Friday, August 8, 2014

Winey Tasting Notes: The Wines of Cinque Terra, Italy

Oh to spend a day on the Italian Riviera, wandering through the streets of some of the most enchanting little towns you've ever seen, boating between the towns themselves, paddle boarding on the Mediterranean Sea. What could be better? Well, maybe if there was wine. And there was!!!

Cinque Terre terraced hills
The terraced hills of Cinque Terre
main street, Manarola, Cinqe Terre, Italy
Main street, Manarola
The Winey Family visited Cinque Terra (five lands) after spending a few days in Florence. These tiny towns line the coast of the
Mediterranean Sea on the Italian Riviera. For the record, the towns are Monterosso, Vernazza, Corniglia, Manarola and Riomaggiore. To preserve their beauty, Italy has made the area a  National Park and it is also a UNESCO World Heritage Site.
gorgeous flowers, Monterosso, Cinque Terre, Italy
Are these gorgeous???
Monterosso beach, Cinque Terre, Italy
The beach in Monterosso

We visited on a cloudless, hot day - just the kind of weather you want as you hit the Riviera. We took a bus to the city of Spezia and then a train to the seaside town of Manarola. The first thing you notice in Cinque Terre is that the air has its own special scent: basil, thyme and sea air. As you travel to the area, you can see why. The towns are all built on the hills overlooking the sea and the hillsides themselves are terraced with grape vines, olive trees, herb gardens and flower beds. We took another train to Vernazza and then boarded a boat to Monterosso, the resort town of the Cinque Terre. By this time it was very hot and we were hungry, so we found an outdoor cafe with a gorgeous view of the beach and a big umbrella and settled in.

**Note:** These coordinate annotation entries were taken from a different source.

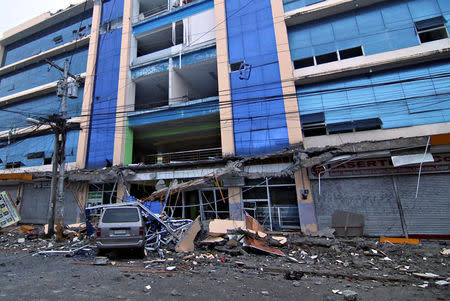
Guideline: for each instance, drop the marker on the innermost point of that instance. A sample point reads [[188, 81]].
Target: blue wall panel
[[43, 40], [259, 118], [400, 97], [103, 119], [378, 28], [14, 115], [39, 74], [17, 150]]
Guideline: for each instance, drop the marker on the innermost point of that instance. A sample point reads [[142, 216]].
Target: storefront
[[378, 190]]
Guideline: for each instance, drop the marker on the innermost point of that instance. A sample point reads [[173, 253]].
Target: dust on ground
[[314, 269]]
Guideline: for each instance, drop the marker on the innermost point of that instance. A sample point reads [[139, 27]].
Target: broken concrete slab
[[186, 243], [213, 240], [326, 232], [253, 224], [220, 227], [427, 276], [347, 223], [261, 246]]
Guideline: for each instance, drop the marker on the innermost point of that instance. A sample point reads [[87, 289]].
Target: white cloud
[[15, 12]]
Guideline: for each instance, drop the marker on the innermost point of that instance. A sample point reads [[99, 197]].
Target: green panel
[[179, 130]]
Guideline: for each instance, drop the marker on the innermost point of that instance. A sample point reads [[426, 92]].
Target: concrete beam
[[33, 169], [431, 51], [324, 9], [83, 138], [34, 129], [42, 22], [223, 77], [377, 135], [46, 54]]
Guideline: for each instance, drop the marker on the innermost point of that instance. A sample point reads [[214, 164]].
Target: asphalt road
[[26, 277]]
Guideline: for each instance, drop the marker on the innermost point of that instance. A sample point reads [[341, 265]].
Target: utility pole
[[59, 126]]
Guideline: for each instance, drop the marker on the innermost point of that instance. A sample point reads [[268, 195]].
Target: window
[[58, 39], [313, 124], [121, 215], [357, 125], [367, 124], [302, 63], [236, 66], [36, 155], [340, 127], [13, 165], [351, 52], [431, 29], [329, 57], [326, 58]]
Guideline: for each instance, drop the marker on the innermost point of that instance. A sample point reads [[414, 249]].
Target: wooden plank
[[186, 244], [399, 240]]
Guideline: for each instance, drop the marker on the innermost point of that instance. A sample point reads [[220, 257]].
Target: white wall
[[199, 28]]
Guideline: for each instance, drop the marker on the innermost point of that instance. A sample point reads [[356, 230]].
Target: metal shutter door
[[371, 196], [430, 212]]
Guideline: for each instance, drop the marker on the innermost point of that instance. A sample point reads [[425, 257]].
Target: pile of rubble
[[34, 239]]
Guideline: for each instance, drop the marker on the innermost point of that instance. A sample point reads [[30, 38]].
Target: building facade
[[329, 105]]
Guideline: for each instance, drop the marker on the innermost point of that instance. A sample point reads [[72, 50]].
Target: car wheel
[[101, 252], [140, 252]]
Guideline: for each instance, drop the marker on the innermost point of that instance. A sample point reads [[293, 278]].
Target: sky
[[15, 12]]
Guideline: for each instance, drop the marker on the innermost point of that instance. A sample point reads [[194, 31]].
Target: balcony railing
[[185, 156]]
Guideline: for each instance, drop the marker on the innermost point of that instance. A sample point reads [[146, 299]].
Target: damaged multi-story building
[[289, 110]]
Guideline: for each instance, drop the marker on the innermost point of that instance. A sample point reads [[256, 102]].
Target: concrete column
[[223, 78], [286, 74], [178, 87], [235, 203], [136, 8], [121, 192], [2, 52], [83, 139], [306, 208], [125, 101]]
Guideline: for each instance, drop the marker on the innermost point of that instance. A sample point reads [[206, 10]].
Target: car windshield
[[122, 215]]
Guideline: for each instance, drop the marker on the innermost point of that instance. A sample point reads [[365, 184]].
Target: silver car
[[121, 227]]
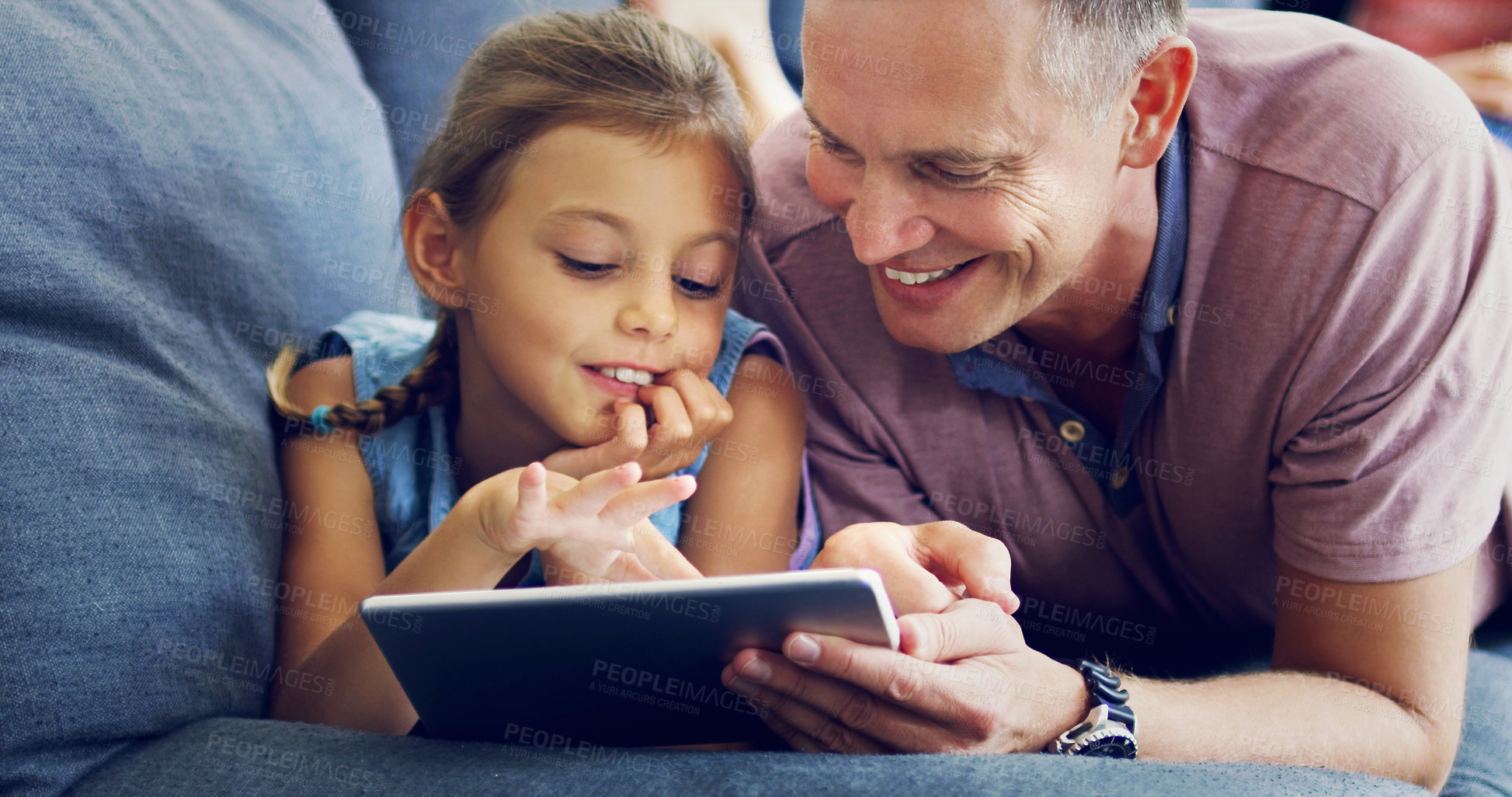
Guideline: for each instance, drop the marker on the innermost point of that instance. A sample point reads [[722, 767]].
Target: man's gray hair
[[1089, 49]]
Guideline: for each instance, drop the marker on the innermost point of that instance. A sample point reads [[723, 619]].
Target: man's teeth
[[627, 375], [908, 277]]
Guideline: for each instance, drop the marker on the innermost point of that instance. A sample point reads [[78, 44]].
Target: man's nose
[[884, 223]]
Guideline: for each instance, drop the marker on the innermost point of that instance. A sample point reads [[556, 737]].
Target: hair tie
[[319, 423]]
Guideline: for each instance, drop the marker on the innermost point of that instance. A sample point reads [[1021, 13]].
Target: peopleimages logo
[[676, 688]]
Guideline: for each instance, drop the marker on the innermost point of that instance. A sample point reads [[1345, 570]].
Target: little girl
[[578, 224]]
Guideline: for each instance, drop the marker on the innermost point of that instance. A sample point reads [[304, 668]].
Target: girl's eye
[[697, 289], [830, 145], [584, 270]]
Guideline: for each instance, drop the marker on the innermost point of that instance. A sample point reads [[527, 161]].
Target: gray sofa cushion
[[412, 50], [186, 193], [265, 758]]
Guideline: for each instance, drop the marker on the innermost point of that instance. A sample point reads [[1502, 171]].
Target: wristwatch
[[1109, 728]]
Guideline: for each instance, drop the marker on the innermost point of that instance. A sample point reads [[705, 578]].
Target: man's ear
[[433, 249], [1160, 94]]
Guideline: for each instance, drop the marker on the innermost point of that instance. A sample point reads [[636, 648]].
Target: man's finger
[[962, 555], [885, 696], [889, 549], [965, 629]]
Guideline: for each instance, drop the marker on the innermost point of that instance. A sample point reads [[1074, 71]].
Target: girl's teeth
[[627, 375], [908, 277]]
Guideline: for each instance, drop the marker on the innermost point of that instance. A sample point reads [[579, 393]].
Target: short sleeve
[[1400, 460]]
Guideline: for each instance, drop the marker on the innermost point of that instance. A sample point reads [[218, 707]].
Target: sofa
[[197, 183]]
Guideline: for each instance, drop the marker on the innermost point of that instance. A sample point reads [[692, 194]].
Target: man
[[1202, 329]]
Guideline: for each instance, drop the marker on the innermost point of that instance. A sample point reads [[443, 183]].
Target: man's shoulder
[[785, 207], [1320, 102]]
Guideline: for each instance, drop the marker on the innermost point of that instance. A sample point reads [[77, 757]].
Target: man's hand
[[926, 568], [967, 683], [688, 413], [1485, 73]]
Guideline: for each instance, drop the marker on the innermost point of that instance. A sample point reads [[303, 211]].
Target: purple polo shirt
[[1336, 388]]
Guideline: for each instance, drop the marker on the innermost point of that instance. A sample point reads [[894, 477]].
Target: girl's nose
[[649, 308]]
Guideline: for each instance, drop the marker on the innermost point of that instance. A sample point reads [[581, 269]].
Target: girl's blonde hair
[[622, 71]]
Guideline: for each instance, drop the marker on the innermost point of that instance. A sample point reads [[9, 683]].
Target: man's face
[[942, 151]]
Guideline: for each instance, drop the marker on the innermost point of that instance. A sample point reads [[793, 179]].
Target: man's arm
[[1368, 678]]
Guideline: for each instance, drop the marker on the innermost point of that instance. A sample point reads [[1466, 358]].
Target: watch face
[[1111, 747]]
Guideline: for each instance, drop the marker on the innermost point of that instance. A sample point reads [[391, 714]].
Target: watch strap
[[1106, 688]]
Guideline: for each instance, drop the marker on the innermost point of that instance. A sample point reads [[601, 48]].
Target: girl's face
[[603, 255]]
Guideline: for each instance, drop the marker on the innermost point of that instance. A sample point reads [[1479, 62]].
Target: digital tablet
[[616, 666]]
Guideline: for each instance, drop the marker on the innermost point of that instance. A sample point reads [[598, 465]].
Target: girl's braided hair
[[622, 71]]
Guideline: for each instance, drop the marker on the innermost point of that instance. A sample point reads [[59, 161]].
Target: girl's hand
[[586, 527], [658, 557], [690, 412]]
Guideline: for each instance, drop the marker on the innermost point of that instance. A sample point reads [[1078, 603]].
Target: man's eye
[[584, 270], [956, 179]]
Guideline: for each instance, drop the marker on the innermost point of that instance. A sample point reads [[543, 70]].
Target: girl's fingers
[[643, 499], [627, 566], [658, 555], [673, 430], [629, 437], [531, 506], [590, 495], [704, 404], [627, 445]]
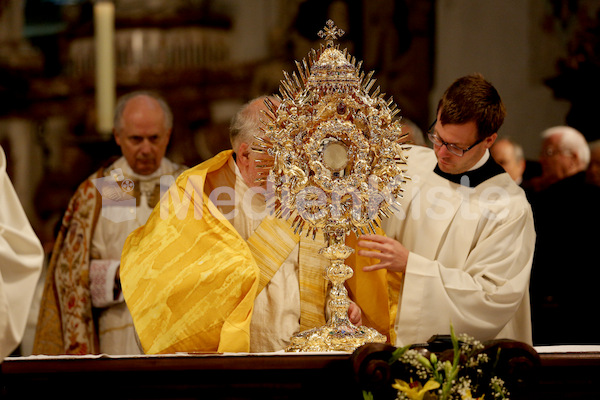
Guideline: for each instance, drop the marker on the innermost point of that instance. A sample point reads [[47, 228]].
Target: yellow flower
[[469, 396], [414, 390]]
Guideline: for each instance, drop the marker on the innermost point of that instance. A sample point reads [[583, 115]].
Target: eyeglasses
[[452, 148]]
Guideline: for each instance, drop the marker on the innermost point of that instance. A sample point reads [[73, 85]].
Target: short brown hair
[[472, 98]]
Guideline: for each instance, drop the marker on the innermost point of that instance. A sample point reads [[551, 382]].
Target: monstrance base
[[342, 337]]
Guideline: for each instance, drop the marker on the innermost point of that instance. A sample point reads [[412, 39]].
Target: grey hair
[[248, 122], [572, 140], [123, 100], [594, 144]]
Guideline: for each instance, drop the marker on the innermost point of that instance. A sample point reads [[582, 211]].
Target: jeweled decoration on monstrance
[[336, 163]]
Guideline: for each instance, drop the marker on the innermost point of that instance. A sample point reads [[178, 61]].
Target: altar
[[563, 373]]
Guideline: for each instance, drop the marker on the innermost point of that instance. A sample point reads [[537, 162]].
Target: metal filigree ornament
[[335, 163]]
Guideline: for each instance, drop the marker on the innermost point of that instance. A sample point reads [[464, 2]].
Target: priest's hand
[[355, 314], [391, 254]]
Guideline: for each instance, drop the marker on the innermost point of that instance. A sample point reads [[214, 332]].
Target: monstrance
[[335, 163]]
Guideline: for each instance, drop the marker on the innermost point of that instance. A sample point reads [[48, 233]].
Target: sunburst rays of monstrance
[[333, 160]]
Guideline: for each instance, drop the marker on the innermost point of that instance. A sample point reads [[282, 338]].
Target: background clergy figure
[[84, 270], [465, 242], [21, 259]]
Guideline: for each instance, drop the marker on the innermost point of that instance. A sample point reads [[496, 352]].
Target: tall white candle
[[104, 29]]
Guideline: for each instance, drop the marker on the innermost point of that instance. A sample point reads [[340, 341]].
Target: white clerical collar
[[481, 161]]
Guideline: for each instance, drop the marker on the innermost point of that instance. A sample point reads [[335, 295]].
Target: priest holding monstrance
[[464, 241]]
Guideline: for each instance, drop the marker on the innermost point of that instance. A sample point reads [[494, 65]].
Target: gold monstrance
[[335, 162]]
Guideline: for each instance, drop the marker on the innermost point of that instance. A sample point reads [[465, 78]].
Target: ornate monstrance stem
[[339, 334]]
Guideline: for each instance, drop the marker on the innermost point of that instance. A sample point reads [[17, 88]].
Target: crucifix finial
[[331, 32]]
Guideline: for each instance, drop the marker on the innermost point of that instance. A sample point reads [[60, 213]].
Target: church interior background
[[208, 57]]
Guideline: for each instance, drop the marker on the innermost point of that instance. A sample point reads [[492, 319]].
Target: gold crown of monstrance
[[337, 165]]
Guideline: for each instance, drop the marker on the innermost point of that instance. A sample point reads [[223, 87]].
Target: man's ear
[[490, 140]]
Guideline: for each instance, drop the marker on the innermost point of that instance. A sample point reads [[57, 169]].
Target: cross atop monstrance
[[331, 32]]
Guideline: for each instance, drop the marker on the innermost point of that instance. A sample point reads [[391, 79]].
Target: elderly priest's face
[[143, 137]]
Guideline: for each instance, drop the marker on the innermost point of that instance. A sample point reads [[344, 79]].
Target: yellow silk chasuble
[[190, 280]]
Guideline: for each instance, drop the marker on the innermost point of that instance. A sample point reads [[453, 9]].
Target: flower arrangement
[[465, 372]]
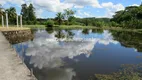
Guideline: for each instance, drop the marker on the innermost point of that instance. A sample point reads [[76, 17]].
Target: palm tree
[[59, 17], [68, 13], [1, 10], [12, 15]]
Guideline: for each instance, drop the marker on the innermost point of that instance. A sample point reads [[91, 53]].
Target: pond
[[80, 54]]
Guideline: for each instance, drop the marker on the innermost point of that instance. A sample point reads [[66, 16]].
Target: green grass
[[79, 27]]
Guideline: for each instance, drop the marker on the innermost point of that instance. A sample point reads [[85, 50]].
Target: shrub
[[49, 23]]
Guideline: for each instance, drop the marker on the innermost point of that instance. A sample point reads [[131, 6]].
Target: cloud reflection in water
[[49, 54]]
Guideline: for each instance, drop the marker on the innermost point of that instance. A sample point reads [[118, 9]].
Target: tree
[[131, 17], [24, 13], [59, 17], [68, 13], [31, 13], [11, 15], [28, 14]]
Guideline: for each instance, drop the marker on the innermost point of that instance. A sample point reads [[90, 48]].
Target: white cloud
[[17, 2], [112, 8], [49, 54], [82, 14]]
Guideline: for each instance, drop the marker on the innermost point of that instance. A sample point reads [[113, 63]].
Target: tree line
[[131, 17], [27, 12]]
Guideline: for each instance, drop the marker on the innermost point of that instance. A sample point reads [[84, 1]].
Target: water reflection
[[49, 54], [129, 39], [54, 59]]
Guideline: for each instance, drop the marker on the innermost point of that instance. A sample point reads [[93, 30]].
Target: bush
[[49, 23]]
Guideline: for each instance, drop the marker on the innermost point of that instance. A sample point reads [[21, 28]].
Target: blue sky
[[83, 8]]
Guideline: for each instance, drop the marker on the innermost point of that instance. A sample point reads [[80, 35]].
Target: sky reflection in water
[[65, 60]]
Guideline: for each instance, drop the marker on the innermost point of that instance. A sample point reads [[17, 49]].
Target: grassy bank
[[73, 27], [12, 28]]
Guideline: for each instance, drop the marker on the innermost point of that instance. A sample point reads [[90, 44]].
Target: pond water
[[79, 54]]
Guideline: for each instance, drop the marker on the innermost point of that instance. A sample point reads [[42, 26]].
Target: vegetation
[[50, 23], [28, 14], [131, 17], [127, 72], [59, 18]]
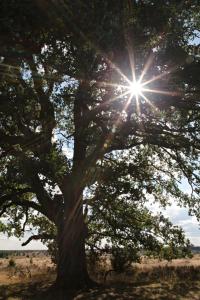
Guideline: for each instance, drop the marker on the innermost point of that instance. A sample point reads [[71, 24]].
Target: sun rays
[[138, 89]]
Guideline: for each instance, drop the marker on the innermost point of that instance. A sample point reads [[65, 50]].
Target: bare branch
[[43, 236]]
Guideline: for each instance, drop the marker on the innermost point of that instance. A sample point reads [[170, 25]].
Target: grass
[[152, 279]]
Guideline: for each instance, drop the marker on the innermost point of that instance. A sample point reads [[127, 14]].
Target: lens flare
[[135, 88]]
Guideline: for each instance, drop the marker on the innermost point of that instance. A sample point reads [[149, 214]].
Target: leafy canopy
[[66, 124]]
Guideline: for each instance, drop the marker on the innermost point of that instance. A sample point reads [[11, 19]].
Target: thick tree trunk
[[72, 267]]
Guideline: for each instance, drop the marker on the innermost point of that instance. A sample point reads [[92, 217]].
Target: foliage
[[11, 263], [70, 140]]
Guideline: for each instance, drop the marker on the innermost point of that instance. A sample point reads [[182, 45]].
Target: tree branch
[[43, 236]]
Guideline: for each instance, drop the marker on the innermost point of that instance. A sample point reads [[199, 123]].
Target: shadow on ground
[[180, 290]]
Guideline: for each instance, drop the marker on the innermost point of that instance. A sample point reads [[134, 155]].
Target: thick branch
[[43, 236]]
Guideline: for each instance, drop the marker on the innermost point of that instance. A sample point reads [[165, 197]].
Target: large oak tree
[[81, 151]]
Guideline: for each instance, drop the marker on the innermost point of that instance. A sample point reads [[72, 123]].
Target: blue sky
[[178, 216]]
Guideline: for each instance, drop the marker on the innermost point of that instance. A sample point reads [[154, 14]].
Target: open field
[[30, 277]]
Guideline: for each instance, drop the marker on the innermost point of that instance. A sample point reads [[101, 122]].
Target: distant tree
[[81, 152]]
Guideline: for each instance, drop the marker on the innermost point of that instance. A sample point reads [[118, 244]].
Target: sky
[[178, 216]]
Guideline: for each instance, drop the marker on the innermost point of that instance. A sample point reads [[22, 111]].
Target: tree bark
[[72, 266]]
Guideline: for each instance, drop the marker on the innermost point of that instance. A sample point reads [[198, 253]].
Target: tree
[[66, 71]]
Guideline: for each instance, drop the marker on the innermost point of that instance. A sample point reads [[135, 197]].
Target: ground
[[31, 277]]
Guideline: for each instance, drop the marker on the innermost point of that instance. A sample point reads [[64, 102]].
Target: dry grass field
[[30, 277]]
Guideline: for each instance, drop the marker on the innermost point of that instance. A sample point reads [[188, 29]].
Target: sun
[[135, 88]]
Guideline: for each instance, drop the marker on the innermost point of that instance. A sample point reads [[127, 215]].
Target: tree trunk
[[72, 267]]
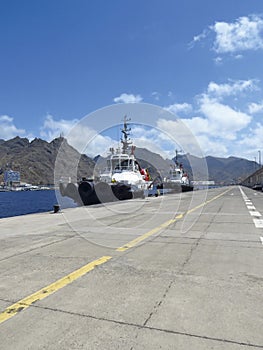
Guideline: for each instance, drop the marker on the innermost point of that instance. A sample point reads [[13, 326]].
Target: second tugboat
[[177, 180], [123, 178]]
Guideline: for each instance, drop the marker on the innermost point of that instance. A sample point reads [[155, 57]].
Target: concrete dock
[[182, 271]]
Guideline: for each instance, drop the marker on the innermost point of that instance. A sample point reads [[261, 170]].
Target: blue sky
[[199, 60]]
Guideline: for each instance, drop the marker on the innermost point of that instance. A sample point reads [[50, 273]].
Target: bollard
[[56, 208]]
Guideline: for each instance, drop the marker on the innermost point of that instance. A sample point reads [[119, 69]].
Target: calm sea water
[[28, 202]]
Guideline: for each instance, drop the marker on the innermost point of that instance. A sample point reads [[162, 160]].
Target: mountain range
[[36, 160]]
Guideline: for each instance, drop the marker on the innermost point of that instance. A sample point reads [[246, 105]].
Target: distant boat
[[123, 178], [178, 179]]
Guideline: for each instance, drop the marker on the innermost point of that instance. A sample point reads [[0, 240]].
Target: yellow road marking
[[165, 225], [52, 288]]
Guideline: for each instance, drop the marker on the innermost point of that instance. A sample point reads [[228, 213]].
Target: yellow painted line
[[52, 288], [165, 225]]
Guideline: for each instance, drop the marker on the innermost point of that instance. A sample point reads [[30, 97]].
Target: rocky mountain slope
[[35, 160], [38, 159]]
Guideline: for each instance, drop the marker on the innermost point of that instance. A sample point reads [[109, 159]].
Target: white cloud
[[244, 34], [128, 98], [222, 118], [179, 107], [8, 130], [230, 89], [255, 107]]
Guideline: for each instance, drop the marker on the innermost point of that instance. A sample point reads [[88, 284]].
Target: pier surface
[[182, 271]]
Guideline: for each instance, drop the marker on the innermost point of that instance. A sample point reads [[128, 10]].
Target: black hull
[[171, 187], [89, 193]]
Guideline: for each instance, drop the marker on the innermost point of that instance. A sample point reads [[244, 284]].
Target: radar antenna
[[126, 141]]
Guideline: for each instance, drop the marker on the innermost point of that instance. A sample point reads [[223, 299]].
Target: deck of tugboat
[[179, 271]]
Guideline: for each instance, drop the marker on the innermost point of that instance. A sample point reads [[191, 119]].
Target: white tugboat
[[123, 178], [177, 180]]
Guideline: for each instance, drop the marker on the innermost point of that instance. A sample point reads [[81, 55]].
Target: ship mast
[[126, 133]]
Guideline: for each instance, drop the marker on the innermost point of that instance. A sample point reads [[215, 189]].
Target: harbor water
[[29, 202]]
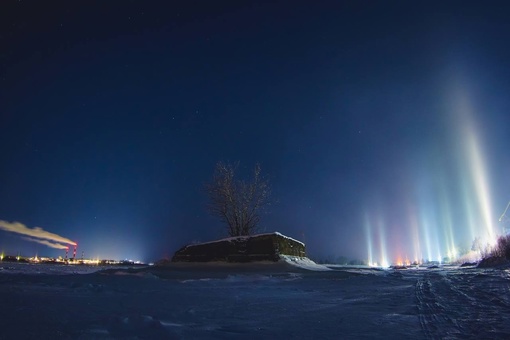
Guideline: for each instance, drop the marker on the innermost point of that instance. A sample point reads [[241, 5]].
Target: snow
[[236, 238], [252, 301]]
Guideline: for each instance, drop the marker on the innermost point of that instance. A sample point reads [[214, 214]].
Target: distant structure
[[504, 219], [263, 247]]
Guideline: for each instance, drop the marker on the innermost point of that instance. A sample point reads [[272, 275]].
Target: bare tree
[[238, 203]]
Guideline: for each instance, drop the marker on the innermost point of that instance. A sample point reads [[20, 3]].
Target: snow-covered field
[[252, 301]]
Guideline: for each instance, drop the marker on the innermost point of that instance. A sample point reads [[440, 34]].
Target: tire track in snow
[[463, 305]]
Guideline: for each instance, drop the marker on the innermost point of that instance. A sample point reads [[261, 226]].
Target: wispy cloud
[[38, 233], [47, 243]]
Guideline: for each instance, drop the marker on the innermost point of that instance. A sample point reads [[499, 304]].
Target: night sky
[[370, 118]]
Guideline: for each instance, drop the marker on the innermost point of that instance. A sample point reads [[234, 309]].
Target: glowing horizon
[[446, 211]]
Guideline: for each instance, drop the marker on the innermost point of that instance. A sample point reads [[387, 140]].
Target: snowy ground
[[222, 301]]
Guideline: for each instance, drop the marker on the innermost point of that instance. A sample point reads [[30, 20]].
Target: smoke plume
[[36, 233], [46, 243]]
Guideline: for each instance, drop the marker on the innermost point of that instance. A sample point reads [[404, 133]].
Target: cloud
[[47, 243], [39, 233]]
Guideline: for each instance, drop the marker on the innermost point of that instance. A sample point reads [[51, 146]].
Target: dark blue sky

bottles of Cinque Terre wine
Our lunch table!
This was the perfect time to try out the wine of Cinque Terre. Basically, there are two kinds: Cinque Terre is typically a dry, crisp white and Sciacchetra is the very famous sweet wine from the region. Both wines are made from a combination of the Bosco, Albarola and Vermentino grapes. The Sciacchetra is made from grapes that have pretty much been left to become raisins, hence the high sugar content (think Ice Wine).

It was so hot that we went for the Cinque Terre, but got two small bottles, each from a different winery. (There was also some limoncello involved, because it's so darn good.)
Lunch was followed by a swim in the Mediterranean  and our first attempts at paddle boarding. Let me say that paddle boarding looks a lot easier than it is. Thankfully, the water was very warm (and very salty, which I discovered numerous times while squealing as I fell off the board).
Cinque Terre wine bottles
So of course I bought some of this wine home with us. I chose four bottles of Cinque Terre from different wineries.

Riomaggiore, Cinque Terre, Italy
The Winey Family in Riomaggiore
Each one was crisp and juicy and alive with tart and sour flavors. Cheo winery's (12.5%, 2013) had some white grapefruit taste to it with a bit of grass on the top of it all. Sassarini's (13%, 2013) was full of minerals and  dissolved in my mouth the same was a very dry sparkling wine does. Cantina Cinque Terre  (12.5%, 2013) had the same minerality as Sassarini, but with some lime and green pepper in it as well. The local co-op's had a hint of ginger to it. (If you need a comparison for Cinque Terre, think of a New Zealand Sauvignon Blanc. )

This wine is the perfect summer sipper, which is how I will always remember Cinque Terre: pastel buildings climbing the hills, burning sand, bright sunshine, scents of herbs and sea water and flowers everywhere. Add to that the warm, salty water and the sound of waves crashing on the shore and you have a beautiful memory.

These aren't the easiest wines to find here in the US. You may be able to order the Cinque Terre on line, but the Sciacchetra is very elusive. So consider yourself forewarned: if you ever get to Cinque Terre, bring some bubble wrap and save some room in your suitcase. Or go for it and ship some home to yourself. (Pricey option, though!)